Por: Edgardo Palomino Martínez / Como la mentira tiene patas cortas, la Verdad siempre termina por alcanzarla. Así: “Se puede engañar a algunos todo el tiempo y a todos algún tiempo, pero no se puede engañar a todos todo el tiempo.” (Abraham Lincoln).

Por ello, si no se va a decir la Verdad no solamente “lo único que se tiene que hacer es contar el ‘cuento’ bien…”; sino que no se pueden dejar cabos sueltos que terminen revelando “una mentira vestida de con la ropa de la Verdad”, caso contrario, la Verdad –por más fea que sea desnuda y horrorice a la gente– alcanzará a la mentira y la desvestirá.

Muchos sostienen que Villarán y su “cortejo” municipal (“La Cúpula” de la ya no tan presunta organización criminal que Villarán habría enquistado en la MML) se habrían vendido a OAS desde la campaña electoral del 2010. Esa investigación aún no la hemos realizado, como tampoco el Ministerio Público.

A la luz de lo que el aspirante a colaborador eficaz “Budián” está declarando sin pausa alguna, sería bueno que parte del equipo de trabajo del Fiscal Puma Quispe lo hiciese.
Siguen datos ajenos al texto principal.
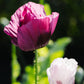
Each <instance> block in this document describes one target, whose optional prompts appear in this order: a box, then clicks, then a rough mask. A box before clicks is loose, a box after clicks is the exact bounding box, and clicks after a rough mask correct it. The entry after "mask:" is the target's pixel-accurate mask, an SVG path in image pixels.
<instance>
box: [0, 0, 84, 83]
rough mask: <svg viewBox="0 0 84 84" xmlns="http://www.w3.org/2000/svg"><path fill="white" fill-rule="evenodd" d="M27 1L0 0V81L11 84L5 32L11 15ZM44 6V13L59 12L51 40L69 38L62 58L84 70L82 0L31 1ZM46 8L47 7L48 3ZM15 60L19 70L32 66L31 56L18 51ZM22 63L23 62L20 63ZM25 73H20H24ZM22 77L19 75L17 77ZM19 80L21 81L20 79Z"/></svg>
mask: <svg viewBox="0 0 84 84" xmlns="http://www.w3.org/2000/svg"><path fill="white" fill-rule="evenodd" d="M28 1H29V0H0V82H1V83H2V84H11V73H12V72H11V60H12V57H11V47H12V46H11V41H10V37H8V36H7V35H6V34H5V33H4V32H3V29H4V25H6V24H8V21H9V20H10V18H11V15H12V14H13V13H14V12H15V11H16V9H17V8H19V7H20V6H21V5H23V4H25V3H27V2H28ZM30 1H33V2H36V3H39V2H40V3H41V4H43V5H45V9H46V11H48V12H49V13H50V11H49V7H50V8H51V11H52V12H54V11H56V12H59V14H60V16H59V20H58V24H57V27H56V29H55V32H54V34H53V36H52V38H51V39H52V40H53V41H56V40H57V39H59V38H62V37H71V39H72V41H71V43H70V44H69V45H68V46H67V47H66V49H65V53H64V57H68V58H75V59H76V60H77V61H78V62H79V65H80V66H81V67H83V68H84V0H44V1H43V0H30ZM46 3H47V4H48V5H47V4H46ZM16 53H17V57H18V61H19V63H20V65H21V67H23V68H24V67H25V66H27V65H33V60H34V53H33V52H23V51H21V50H20V49H19V48H17V51H16ZM23 60H24V62H25V63H23ZM23 72H24V70H21V73H23ZM20 77H21V76H20ZM20 77H19V78H18V80H20V79H21V78H20Z"/></svg>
Mientras, sigamos los indicios que tenemos y lleguemos hasta donde nos lleven.

Examinemos, primero, el “Caso de OAS”, cuyos principales actores serían Marisa Glave y Augusto Rey por parte de la MML; y, Valfredo de Assis por OAS; sobre la base de los hechos cuya cronología se presentan en el recuadro.

Esta no es una historia fácil de contar porque comprende una serie de operaciones legales y financieras que, de por sí, ya son complicadas para abogados y banqueros de inversión, pero haremos lo mejor para hacerla simple.

Todo habría comenzado en el 2008, cuando INVEPAR, una de las empresas de inversión más grandes de Brasil, cuyos dueños eran OAS y los tres más grandes fondos de pensiones brasileros (Previ, Fundes y Petros), elaboró un plan estratégico para invertir el sector de transporte tanto a nivel local como internacional.

Siendo el Perú un país “amigable” a la inversión extranjera; habiendo el Gobierno de García
sorteado positivamente la crisis financiera mundial de 2008; y, siendo Lima unas de las ciudades más caóticas en cuanto a tráfico vehicular se refiere; OAS habría propuesto a sus socios invertir en Perú.

Así, en abril del 2009, durante el Gobierno Edil de Castañeda Lossio, OAS presentó una iniciativa privada para el mejoramiento del tráfico de la Vía de Evitamiento, así como la salida norte de la ciudad, mediante la construcción de obras de intercambio viales y viaductos en los distritos del Rímac, Independencia y Los Olivos.

Ante la falta competidores a la iniciativa presentada por OAS, conforme a Ley, se adjudicó la Concesión “Línea Amarilla” a la empresa brasilera; y, con fecha 9 de noviembre de 2009 se firmó el contrato correspondiente, el que no podía ser modificado hasta 9 de noviembre de 2012.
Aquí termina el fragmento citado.